Wednesday, February 7, 2007

Under the Ice - for Fun!


When I was at university, I got a call from some people I knew at Canada's Fishery Research Board (FRB) wondering if I would like to go to the arctic to go diving under the ice in mid-winter. Natually I was concerned about my studies and a host of other important items, but after a pause of 30 nano-seconds, I signed on making up a team of three, two of us being divers.

We flew out to Edmonton and then north to Cambridge Bay. Once there we bunked in with a few 'old hands' as people called them back then, men who seemed to have lived most of their lives in various arctic towns with no visible means of support other than being handy at just about anything. When one old guy discovered I was a university student, he proudly informed me he had obtained his whole schooling off the back of match-boxes. As a chain-smoking man, he considered himself rather well educated, and in many ways, he was!
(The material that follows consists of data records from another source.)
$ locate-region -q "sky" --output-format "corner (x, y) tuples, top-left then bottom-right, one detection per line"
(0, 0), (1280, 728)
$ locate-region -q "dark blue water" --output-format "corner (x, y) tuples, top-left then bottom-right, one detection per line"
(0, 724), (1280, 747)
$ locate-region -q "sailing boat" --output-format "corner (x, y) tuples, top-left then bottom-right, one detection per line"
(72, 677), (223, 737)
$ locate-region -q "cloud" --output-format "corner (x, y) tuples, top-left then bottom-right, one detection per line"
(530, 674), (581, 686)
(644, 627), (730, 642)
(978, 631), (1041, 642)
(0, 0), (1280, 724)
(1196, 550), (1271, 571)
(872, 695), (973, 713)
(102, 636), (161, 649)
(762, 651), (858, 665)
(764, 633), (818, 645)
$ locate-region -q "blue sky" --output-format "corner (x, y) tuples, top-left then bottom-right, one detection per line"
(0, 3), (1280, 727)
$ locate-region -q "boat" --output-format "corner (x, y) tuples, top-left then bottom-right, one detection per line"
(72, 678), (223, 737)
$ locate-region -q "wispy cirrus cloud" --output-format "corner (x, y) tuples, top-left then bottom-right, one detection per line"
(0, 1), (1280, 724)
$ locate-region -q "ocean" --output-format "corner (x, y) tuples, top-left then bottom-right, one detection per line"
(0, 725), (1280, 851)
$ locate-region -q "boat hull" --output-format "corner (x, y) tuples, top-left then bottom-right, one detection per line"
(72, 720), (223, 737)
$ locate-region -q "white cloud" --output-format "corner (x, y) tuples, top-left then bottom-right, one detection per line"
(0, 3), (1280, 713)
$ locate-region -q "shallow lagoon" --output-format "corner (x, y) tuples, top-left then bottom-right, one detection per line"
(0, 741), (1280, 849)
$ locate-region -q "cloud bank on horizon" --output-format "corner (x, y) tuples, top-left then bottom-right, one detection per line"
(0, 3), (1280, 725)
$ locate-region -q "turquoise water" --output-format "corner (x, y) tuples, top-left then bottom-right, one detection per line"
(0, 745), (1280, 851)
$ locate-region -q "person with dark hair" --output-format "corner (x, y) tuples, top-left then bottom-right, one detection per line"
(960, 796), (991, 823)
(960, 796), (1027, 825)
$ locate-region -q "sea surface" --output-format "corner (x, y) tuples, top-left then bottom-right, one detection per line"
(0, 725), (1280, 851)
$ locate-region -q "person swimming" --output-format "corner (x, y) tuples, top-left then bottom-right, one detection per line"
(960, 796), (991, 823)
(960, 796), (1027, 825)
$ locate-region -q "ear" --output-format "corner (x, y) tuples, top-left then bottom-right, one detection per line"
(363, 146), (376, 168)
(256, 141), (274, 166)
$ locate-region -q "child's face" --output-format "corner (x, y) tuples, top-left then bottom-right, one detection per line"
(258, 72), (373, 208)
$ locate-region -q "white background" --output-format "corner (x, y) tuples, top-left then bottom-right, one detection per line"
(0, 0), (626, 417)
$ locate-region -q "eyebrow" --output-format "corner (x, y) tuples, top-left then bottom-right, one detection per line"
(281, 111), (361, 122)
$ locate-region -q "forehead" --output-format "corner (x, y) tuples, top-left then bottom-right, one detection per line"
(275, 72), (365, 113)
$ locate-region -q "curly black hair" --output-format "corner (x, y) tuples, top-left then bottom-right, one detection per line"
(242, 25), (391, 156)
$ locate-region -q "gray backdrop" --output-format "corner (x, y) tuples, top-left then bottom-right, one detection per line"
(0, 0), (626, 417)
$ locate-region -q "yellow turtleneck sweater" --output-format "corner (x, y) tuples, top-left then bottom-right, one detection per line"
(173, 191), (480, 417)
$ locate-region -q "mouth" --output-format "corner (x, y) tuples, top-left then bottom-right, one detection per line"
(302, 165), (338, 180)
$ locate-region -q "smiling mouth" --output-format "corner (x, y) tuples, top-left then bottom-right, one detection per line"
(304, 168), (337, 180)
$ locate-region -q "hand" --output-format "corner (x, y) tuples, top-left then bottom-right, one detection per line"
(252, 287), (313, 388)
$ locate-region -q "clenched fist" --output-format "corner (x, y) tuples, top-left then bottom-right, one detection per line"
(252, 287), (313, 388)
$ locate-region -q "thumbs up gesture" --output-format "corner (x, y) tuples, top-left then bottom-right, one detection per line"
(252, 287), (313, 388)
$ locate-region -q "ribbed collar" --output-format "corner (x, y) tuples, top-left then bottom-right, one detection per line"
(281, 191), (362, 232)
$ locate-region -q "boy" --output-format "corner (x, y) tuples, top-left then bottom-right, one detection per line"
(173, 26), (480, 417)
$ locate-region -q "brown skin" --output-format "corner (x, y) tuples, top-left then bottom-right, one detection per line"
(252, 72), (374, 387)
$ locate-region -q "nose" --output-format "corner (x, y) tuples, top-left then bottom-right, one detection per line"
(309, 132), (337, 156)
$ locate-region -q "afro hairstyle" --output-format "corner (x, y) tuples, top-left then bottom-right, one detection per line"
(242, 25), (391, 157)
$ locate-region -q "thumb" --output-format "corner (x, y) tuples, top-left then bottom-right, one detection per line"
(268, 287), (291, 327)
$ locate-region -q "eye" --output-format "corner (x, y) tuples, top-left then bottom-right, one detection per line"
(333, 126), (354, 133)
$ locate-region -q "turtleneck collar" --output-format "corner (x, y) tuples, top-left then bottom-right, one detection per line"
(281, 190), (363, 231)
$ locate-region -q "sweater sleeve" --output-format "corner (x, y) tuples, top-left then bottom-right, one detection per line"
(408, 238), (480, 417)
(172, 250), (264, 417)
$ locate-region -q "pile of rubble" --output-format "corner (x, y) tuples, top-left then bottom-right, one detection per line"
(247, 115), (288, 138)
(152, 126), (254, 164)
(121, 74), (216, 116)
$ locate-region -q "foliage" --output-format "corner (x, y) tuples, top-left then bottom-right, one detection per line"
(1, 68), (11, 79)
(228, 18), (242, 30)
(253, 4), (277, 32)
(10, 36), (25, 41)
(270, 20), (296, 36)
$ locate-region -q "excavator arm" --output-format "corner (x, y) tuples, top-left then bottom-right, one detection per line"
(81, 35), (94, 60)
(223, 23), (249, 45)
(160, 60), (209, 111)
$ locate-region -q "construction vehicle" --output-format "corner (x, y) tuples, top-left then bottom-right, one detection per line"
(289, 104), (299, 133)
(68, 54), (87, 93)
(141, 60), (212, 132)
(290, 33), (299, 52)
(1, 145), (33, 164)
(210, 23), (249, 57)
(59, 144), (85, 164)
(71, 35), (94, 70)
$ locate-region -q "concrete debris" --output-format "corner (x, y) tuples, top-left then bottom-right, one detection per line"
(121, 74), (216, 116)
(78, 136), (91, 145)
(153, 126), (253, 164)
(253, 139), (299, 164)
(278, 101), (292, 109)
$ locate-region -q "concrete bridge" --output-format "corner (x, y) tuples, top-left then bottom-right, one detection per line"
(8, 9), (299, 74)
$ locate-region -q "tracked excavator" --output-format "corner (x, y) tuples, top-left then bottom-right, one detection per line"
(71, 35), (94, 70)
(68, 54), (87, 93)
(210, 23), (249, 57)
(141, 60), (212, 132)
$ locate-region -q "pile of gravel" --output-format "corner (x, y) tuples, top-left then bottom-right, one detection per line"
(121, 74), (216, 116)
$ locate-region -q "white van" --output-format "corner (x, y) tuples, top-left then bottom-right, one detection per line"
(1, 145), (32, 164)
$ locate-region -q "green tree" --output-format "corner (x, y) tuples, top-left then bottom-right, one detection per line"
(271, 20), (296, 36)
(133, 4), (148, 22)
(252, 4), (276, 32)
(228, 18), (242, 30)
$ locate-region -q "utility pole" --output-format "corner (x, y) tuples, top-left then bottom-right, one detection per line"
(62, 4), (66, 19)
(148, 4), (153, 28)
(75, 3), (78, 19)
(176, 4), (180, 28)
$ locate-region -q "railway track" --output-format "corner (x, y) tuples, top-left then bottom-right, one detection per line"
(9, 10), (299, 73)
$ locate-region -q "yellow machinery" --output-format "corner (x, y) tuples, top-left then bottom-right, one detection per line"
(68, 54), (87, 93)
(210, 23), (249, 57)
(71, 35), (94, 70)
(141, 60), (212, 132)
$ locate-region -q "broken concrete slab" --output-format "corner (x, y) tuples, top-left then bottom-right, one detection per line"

We hired an Inuk snow machine driver to pull an 8 x 8 x 8 plywood shack on skids over the sea ice for about 40 miles to a small lake where the men from the FRB had been conducting a lake productivity study the previous summer. Once there, we set to chain-sawing a hole down into the lake water, about a meter down into the ice. That was done with the usual amount of cursing and tom-foolery associated with working outside when it's far too cold to work outside. Then the hut, which had a diving hole set into the floor, was manouvered over the pool of smoking water. We then banked up the shack's sides around the bottom with snow blocks to prevent the water from freezing too hard over night. Finally, after a long day, we retired to a local Inuit house for the evening. It was dark by this time and about -40°C, so we were ready for something warm to eat.

I'll continue tomorrow...

Note: the snow machine we used was built by Bombardier, makers of the 'Ski-Doo'. It was an incredible machine seating 7 people more or less comfortably and was once seen everywhere in Canada's arctic. Alas, they are now only seen in museums. The Bombardier company now makes planes and subway cars around the world and recently celebrated the 100th anniversary of it's founder, Armand Bombardier.